Digital Economy Dispatch #188 -- AI in Software Engineering: The Battle for the Soul of Software

Digital Economy Dispatch #188 -- AI in Software Engineering: The Battle for the Soul of Software
16th June 2024

Over the past 30 years, I have written, read, and reviewed a lot of software. From accounting and stock control systems to real-time process control modules, I have had the chance to work with code in many forms and in several programming languages. Much of it involved basic logic for manipulating data, processing transactions, or interacting with users. However, some pieces were complex, subtle, highly specialized, or deeply integrated within a mass of existing code that had been poked and patched a dozen times before I got there.

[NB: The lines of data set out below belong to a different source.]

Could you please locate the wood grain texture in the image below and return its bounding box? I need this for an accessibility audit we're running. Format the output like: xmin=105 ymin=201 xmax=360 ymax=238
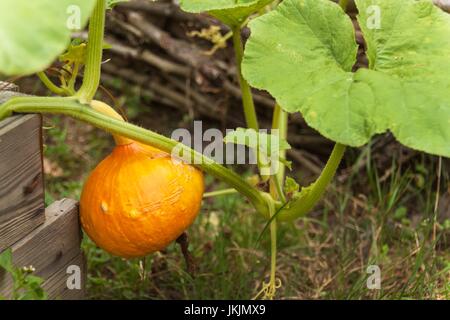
xmin=0 ymin=199 xmax=84 ymax=298
xmin=0 ymin=114 xmax=45 ymax=251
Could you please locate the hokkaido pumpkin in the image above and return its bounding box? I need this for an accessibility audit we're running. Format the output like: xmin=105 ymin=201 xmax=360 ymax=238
xmin=80 ymin=101 xmax=204 ymax=258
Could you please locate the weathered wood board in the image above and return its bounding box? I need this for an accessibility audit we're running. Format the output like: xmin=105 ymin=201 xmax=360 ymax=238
xmin=0 ymin=199 xmax=85 ymax=299
xmin=0 ymin=114 xmax=45 ymax=251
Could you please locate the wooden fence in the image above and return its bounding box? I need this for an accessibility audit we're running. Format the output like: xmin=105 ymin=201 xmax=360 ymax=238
xmin=0 ymin=82 xmax=86 ymax=299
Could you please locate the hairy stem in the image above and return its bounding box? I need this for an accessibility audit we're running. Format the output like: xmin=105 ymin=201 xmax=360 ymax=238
xmin=0 ymin=97 xmax=270 ymax=219
xmin=272 ymin=103 xmax=288 ymax=198
xmin=77 ymin=0 xmax=106 ymax=103
xmin=36 ymin=71 xmax=68 ymax=96
xmin=339 ymin=0 xmax=349 ymax=11
xmin=233 ymin=27 xmax=259 ymax=131
xmin=277 ymin=143 xmax=346 ymax=221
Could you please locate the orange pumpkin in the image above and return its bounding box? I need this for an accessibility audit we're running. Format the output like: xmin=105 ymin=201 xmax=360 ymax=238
xmin=80 ymin=101 xmax=204 ymax=258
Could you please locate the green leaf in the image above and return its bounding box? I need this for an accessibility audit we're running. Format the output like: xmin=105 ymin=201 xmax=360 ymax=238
xmin=243 ymin=0 xmax=450 ymax=156
xmin=59 ymin=43 xmax=87 ymax=64
xmin=0 ymin=0 xmax=95 ymax=75
xmin=106 ymin=0 xmax=130 ymax=9
xmin=357 ymin=0 xmax=450 ymax=157
xmin=0 ymin=248 xmax=14 ymax=273
xmin=180 ymin=0 xmax=273 ymax=27
xmin=223 ymin=128 xmax=291 ymax=175
xmin=223 ymin=128 xmax=291 ymax=156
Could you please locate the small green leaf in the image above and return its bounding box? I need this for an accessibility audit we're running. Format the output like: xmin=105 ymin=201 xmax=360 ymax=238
xmin=0 ymin=248 xmax=14 ymax=273
xmin=284 ymin=177 xmax=300 ymax=195
xmin=106 ymin=0 xmax=130 ymax=9
xmin=224 ymin=128 xmax=291 ymax=176
xmin=224 ymin=128 xmax=291 ymax=157
xmin=0 ymin=0 xmax=95 ymax=75
xmin=180 ymin=0 xmax=273 ymax=27
xmin=59 ymin=43 xmax=86 ymax=64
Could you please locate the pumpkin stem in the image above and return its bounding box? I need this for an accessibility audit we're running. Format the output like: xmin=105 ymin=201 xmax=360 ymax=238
xmin=90 ymin=100 xmax=133 ymax=146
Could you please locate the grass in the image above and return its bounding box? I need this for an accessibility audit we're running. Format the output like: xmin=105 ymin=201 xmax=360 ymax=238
xmin=41 ymin=95 xmax=450 ymax=299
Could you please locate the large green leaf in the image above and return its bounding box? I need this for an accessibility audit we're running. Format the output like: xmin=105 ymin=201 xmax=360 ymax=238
xmin=180 ymin=0 xmax=273 ymax=27
xmin=0 ymin=0 xmax=95 ymax=75
xmin=243 ymin=0 xmax=450 ymax=156
xmin=357 ymin=0 xmax=450 ymax=156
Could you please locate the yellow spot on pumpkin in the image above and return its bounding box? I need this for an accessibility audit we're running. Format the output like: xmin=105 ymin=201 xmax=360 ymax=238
xmin=128 ymin=209 xmax=139 ymax=218
xmin=100 ymin=201 xmax=108 ymax=213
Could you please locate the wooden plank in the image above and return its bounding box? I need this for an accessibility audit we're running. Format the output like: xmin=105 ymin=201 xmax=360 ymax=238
xmin=42 ymin=253 xmax=87 ymax=300
xmin=0 ymin=114 xmax=45 ymax=251
xmin=0 ymin=199 xmax=82 ymax=297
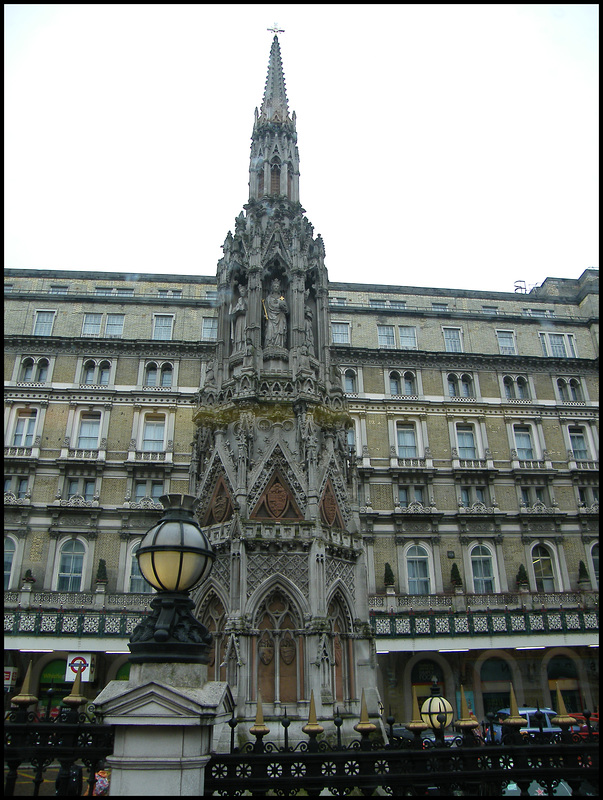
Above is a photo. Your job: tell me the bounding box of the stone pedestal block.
[94,664,234,797]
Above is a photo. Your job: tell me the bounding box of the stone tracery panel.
[247,553,309,597]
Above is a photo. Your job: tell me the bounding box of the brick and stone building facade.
[4,37,599,721]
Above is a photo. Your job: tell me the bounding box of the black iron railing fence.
[4,703,113,797]
[205,717,599,797]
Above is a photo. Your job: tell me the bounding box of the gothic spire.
[249,29,299,203]
[260,34,289,122]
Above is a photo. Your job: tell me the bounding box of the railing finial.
[11,660,38,710]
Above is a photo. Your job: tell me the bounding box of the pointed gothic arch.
[249,468,304,522]
[327,581,356,703]
[195,584,229,683]
[202,475,234,525]
[249,575,306,703]
[320,478,345,529]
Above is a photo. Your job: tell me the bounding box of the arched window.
[346,426,356,453]
[129,542,154,594]
[503,375,515,400]
[461,374,475,397]
[82,361,96,384]
[404,372,417,395]
[471,544,494,594]
[389,372,401,394]
[343,369,358,392]
[57,539,86,592]
[21,358,34,382]
[77,413,101,450]
[532,544,555,592]
[161,364,172,387]
[144,362,157,386]
[98,361,111,386]
[406,544,429,594]
[13,410,38,447]
[569,378,584,402]
[517,375,530,400]
[36,358,48,383]
[142,414,165,453]
[4,536,16,591]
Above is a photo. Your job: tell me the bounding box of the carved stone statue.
[229,284,247,353]
[264,278,289,347]
[304,308,316,356]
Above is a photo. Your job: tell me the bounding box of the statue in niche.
[229,284,247,353]
[304,308,316,356]
[263,278,289,347]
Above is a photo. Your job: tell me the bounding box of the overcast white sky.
[4,3,599,291]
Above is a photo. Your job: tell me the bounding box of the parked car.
[567,711,599,738]
[492,706,580,742]
[386,725,459,746]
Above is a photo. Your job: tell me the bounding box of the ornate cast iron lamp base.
[128,592,212,664]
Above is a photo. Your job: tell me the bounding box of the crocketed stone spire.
[259,34,289,122]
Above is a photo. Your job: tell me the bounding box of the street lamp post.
[128,494,215,664]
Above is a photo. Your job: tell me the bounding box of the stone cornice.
[4,334,216,358]
[331,345,599,375]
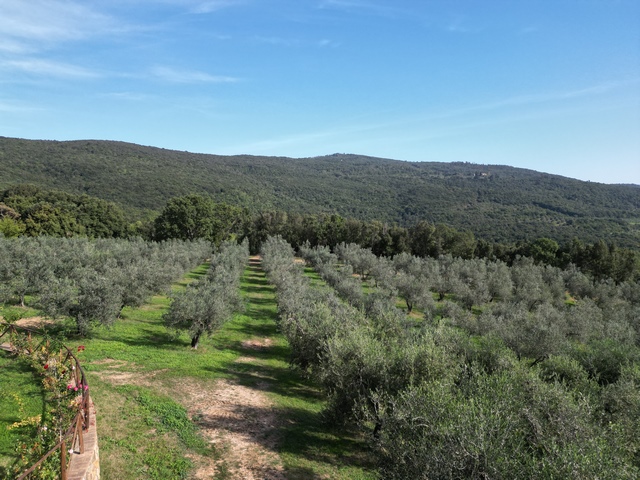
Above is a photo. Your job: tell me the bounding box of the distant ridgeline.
[0,185,640,282]
[0,137,640,249]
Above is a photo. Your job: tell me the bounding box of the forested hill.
[0,137,640,248]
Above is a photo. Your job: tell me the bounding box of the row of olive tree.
[163,241,249,349]
[0,237,211,335]
[263,239,640,479]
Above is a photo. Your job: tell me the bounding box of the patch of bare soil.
[16,317,54,328]
[181,380,286,480]
[242,338,273,350]
[92,358,170,387]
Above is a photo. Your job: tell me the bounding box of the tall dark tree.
[154,194,247,244]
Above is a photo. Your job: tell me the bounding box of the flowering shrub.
[3,329,89,480]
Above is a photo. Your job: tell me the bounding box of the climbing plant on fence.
[0,321,89,480]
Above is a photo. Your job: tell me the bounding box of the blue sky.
[0,0,640,184]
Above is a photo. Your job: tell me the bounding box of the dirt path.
[189,370,286,480]
[181,257,286,480]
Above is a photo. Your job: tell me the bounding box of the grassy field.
[0,351,43,472]
[2,263,377,480]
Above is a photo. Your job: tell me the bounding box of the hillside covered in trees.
[0,137,640,248]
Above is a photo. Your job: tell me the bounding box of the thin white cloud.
[151,66,240,83]
[0,0,117,51]
[189,0,246,14]
[0,58,100,78]
[316,38,340,48]
[254,36,300,47]
[100,92,157,102]
[0,100,42,114]
[318,0,407,17]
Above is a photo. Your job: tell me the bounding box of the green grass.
[0,350,44,470]
[0,264,377,480]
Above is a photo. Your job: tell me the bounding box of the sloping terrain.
[0,137,640,247]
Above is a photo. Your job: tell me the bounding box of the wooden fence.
[0,322,90,480]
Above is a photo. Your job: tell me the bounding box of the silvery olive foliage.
[163,241,249,349]
[0,237,211,335]
[263,238,640,479]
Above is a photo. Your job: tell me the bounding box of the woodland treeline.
[0,185,640,283]
[262,237,640,480]
[0,137,640,248]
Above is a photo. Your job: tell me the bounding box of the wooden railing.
[0,322,90,480]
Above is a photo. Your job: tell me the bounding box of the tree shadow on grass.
[198,405,374,478]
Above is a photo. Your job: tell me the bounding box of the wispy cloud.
[0,0,117,51]
[151,67,240,83]
[100,92,157,102]
[189,0,246,14]
[316,38,340,48]
[0,58,101,78]
[254,36,300,47]
[0,100,42,114]
[318,0,406,17]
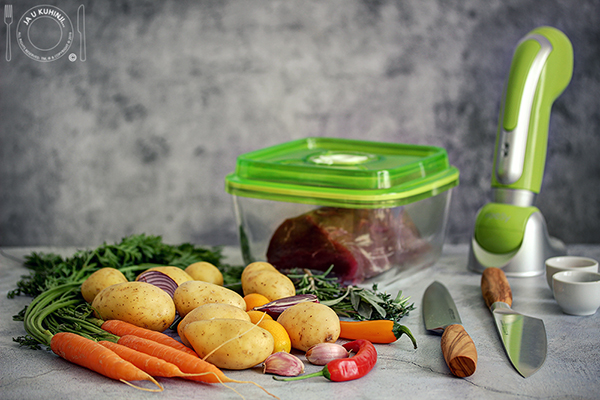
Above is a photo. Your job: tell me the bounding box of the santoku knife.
[481,267,547,378]
[422,281,477,378]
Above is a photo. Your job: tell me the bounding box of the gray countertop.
[0,245,600,400]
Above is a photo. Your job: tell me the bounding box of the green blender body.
[468,27,573,276]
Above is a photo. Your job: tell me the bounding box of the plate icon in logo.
[17,5,73,62]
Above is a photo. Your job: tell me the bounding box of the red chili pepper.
[273,339,377,382]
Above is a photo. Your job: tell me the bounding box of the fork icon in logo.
[4,4,13,61]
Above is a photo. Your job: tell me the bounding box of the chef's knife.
[422,281,477,378]
[481,267,547,378]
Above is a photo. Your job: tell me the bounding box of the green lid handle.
[492,27,573,193]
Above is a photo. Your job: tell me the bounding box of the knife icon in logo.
[77,4,86,61]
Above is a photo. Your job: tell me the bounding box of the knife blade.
[481,267,548,378]
[422,281,477,378]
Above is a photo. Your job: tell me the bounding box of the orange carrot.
[118,335,279,399]
[98,340,198,378]
[102,319,198,357]
[50,332,163,392]
[118,335,230,383]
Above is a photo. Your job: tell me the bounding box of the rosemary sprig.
[287,266,415,322]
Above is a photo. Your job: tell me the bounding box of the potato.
[184,319,275,370]
[185,261,223,286]
[173,280,246,317]
[81,268,127,303]
[92,282,175,332]
[242,261,279,286]
[137,266,194,285]
[242,270,296,301]
[177,303,250,346]
[277,302,340,351]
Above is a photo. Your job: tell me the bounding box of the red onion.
[136,271,178,297]
[254,294,319,318]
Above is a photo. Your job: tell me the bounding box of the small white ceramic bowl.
[546,256,598,289]
[552,271,600,315]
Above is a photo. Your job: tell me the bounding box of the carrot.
[102,319,198,357]
[118,335,278,399]
[98,340,198,378]
[50,332,163,392]
[117,335,230,383]
[340,319,417,349]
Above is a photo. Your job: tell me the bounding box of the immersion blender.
[468,26,573,276]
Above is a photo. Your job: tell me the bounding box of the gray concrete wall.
[0,0,600,246]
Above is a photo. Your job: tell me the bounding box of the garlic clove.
[306,343,349,365]
[263,351,304,376]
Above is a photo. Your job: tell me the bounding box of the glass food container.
[225,138,459,284]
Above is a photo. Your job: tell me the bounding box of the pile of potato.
[81,262,340,370]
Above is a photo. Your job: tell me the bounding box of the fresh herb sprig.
[287,267,415,322]
[7,234,243,348]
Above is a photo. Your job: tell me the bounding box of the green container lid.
[225,138,459,208]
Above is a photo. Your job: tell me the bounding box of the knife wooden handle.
[481,267,512,308]
[442,324,477,378]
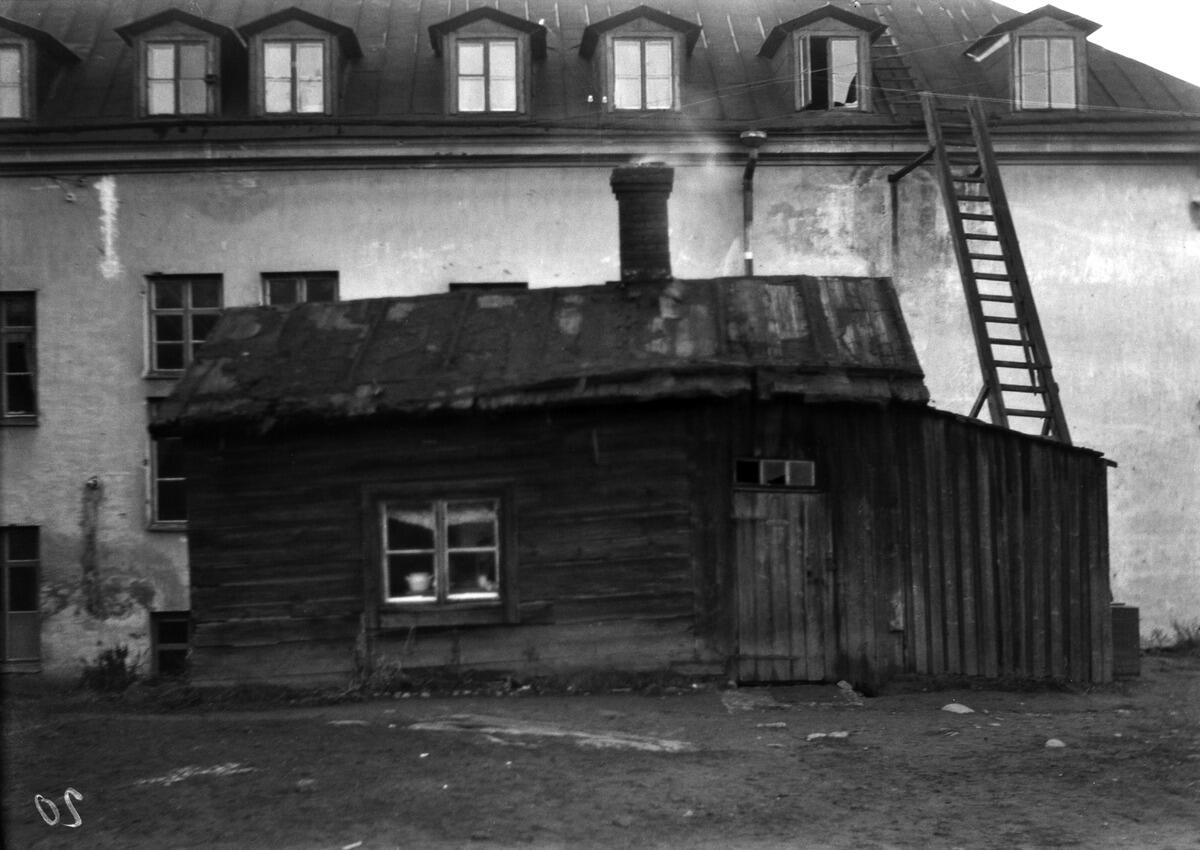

Looking at the software didn’t just allow me to say what it did. It also allowed me to say where it came from. Ask anyone who has spent a long time staring at code and they will tell you that every piece of software tells a story. Whether it has been developed by individuals or teams of developers. The skills and experience of the people who created it. If the code has been output automatically by a code generator, reused, or rewritten. Whether it has seen many changes and upgrades. You could say that every software system has a soul.

With a new wave of AI-powered software engineering tools appearing, it will be interesting to see their effects on the software they create. More software can be generated more quickly. Large software systems can be reviewed, documented, and standardized with ease. In fact, the prospect is that much of the next generation of software could be created by AI tools. An idea that both excites and scares me in equal measure.

What will be the role of software engineers in the future? Is AI going to take over the task of software development? Will AI change the way software is designed, delivered, and deployed? And if so, should we be pleased or start running for the hills?

When Software Meets AI

While AI has emerged as a transformative force across various sectors, it appears that software engineering may be one of the areas where AI has the deepest impact. As the demands for faster development cycles, higher code quality, and seamless integration of complex systems grow, AI offers a suite of tools and techniques that can significantly enhance the software development process.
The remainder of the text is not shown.